Kıkırdadım. "Hah, ben de içindeki dağ ayısı bir yerlere saklandı diye korkmuştum."
"Sen iki dakika hakaret etmeden duramaz mısın Doğa?" güldüm.
"Ağzıma acı biber sürme zamanın gelmiş." dedim onunla dalga geçerek.
"Sana küfür mü etseydim Doğa? Sinirlenince öyle çıkıverdi ağzımdan. Dalga geçip durma."
Cıkladım. "Geçeceğim, çok komik oldu bunu senden duymak."
"Eğlendiriyor mu bu seni?" dediğinde başımı salladım. "İyi, dalga geç o zaman. Yüzün gülecekse istediğin kadar dalga geçebilirsin." gülümsedim.
"Teşekkür ederim Doğan. Sen kabul etmesen de biliyorum iyi bir insansın."
"Ziyanı yok." sonra kolundaki saate çevirdi gözlerini. "Bugün çalışacak mısın? Seni kahvaltıya götüreyim ister misin?"
"Yeterince zahmet verdim sana zaten." dedim sıkıntıyla.
"Zahmet vermedin Doğa. Ben zorla durmuyorum burda. İçimden geldiği için yapıyorum ne yapıyorsam."
"Sen hiç uyumadın mı?" dedim gözlerindeki yorgunluğu yeni fark ettiğime kızarak.
"Yok. Her şeyi yanlış anlamaya müsait bir yapın olduğundan aynı yatakta uyumuşuz triplerine girme diye uyumadım." kahkahamı tutamadım.

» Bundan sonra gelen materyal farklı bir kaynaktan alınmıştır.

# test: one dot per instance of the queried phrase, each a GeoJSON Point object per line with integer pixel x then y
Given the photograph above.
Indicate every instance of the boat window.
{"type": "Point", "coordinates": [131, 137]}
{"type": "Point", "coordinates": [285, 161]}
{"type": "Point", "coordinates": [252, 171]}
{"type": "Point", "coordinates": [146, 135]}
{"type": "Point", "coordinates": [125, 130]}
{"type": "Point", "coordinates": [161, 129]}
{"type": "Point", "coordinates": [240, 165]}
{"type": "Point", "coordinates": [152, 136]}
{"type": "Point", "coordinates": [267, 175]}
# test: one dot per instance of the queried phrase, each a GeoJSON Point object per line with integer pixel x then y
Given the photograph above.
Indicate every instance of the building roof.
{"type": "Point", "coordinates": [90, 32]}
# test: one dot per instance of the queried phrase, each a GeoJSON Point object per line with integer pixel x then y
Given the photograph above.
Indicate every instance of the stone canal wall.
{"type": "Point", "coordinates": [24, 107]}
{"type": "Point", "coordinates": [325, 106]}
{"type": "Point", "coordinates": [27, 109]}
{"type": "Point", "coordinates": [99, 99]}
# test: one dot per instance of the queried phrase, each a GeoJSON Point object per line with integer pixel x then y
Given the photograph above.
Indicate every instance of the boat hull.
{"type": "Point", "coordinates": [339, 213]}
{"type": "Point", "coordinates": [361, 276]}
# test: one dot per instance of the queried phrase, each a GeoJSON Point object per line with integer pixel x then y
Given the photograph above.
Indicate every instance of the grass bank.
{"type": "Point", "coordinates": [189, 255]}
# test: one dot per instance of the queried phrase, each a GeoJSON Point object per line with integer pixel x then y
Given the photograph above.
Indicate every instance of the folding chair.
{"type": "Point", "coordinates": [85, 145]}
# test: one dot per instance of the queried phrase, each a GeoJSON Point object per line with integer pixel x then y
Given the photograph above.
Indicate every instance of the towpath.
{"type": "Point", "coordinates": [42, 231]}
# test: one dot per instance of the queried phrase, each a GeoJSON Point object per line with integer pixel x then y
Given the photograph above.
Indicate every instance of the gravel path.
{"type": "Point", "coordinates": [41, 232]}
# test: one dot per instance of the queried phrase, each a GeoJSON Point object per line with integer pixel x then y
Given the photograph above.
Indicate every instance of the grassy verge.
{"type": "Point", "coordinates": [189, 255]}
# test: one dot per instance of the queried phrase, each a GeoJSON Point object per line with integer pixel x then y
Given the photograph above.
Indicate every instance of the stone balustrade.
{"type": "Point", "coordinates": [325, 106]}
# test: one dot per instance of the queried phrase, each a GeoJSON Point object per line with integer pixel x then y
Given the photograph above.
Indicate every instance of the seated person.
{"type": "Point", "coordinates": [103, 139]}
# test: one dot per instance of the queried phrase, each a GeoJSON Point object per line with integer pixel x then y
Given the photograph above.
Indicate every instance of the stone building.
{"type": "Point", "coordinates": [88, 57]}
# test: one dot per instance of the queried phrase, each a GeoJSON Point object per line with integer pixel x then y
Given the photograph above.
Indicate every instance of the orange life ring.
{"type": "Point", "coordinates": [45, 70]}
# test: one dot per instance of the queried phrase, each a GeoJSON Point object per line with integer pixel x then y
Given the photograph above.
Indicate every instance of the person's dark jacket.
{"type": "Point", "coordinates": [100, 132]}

"Evin uzak mı buraya?" dedim merakla.
"Sayılır. Neden ki?"
"Uykulu uykulu nasıl araba süreceksin. Benim yüzümden uykusuz kalmışsın, keşke uyusaydın."

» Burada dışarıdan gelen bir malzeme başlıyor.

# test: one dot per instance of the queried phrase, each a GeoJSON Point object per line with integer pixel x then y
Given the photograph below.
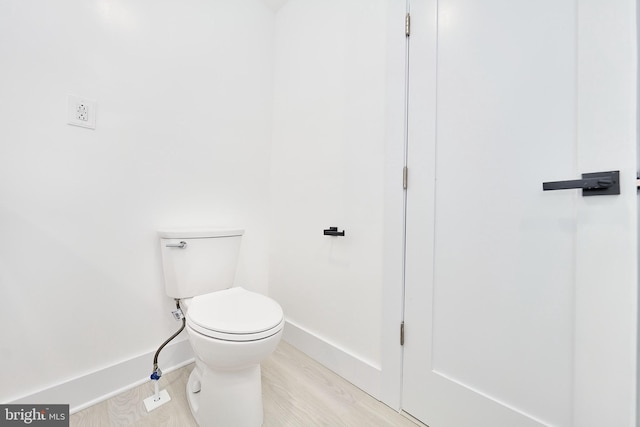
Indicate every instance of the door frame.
{"type": "Point", "coordinates": [614, 62]}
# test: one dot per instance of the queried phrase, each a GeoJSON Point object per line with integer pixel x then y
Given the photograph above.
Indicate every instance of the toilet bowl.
{"type": "Point", "coordinates": [230, 329]}
{"type": "Point", "coordinates": [230, 332]}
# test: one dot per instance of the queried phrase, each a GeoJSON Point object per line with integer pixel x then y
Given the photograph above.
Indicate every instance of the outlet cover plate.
{"type": "Point", "coordinates": [81, 112]}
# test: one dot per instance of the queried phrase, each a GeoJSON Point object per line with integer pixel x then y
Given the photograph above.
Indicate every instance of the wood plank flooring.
{"type": "Point", "coordinates": [297, 392]}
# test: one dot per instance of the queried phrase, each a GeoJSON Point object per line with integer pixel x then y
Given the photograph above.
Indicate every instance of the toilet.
{"type": "Point", "coordinates": [230, 329]}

Kaşlarını çattı. "Doğa, bir daha bunu duymak istemiyorum senden. İstediğim için yanındayım diyorum yetmez mi?" "Peki, tamam. İşe gitmeyeceğim bugün, izinliyim. Senin de işin yoksa kahvaltı yapabiliriz." dedim ona bir adım atmak isteyerek.
"Sonunda bir şeyi kabul ettirebildim sana."
Doğan arabayı çalıştırdı. Nereye gittiğimizi sormadım. Zaten açlık da umrumda değildi. Sırf onu kırmak istemediğim için kabul etmiştim. Fazla uzaklaşmadık. Doğan arabasını bir kahvaltı sarayı önünde park edince arabadan indim.
"Of." dedim. Bütün gece koltukta uyumaktan her yerim tutulmuştu.
"Ne oldu?" dedi Doğan, neden telaşlandığını anlamasam da.
"Tutulmuş her yerim." dedim içeri girerken. Mekan biraz kalabalıktı. Nispeten daha sakin bir yere geçip oturduk. Sipariş verme işini Doğan'a bıraktım.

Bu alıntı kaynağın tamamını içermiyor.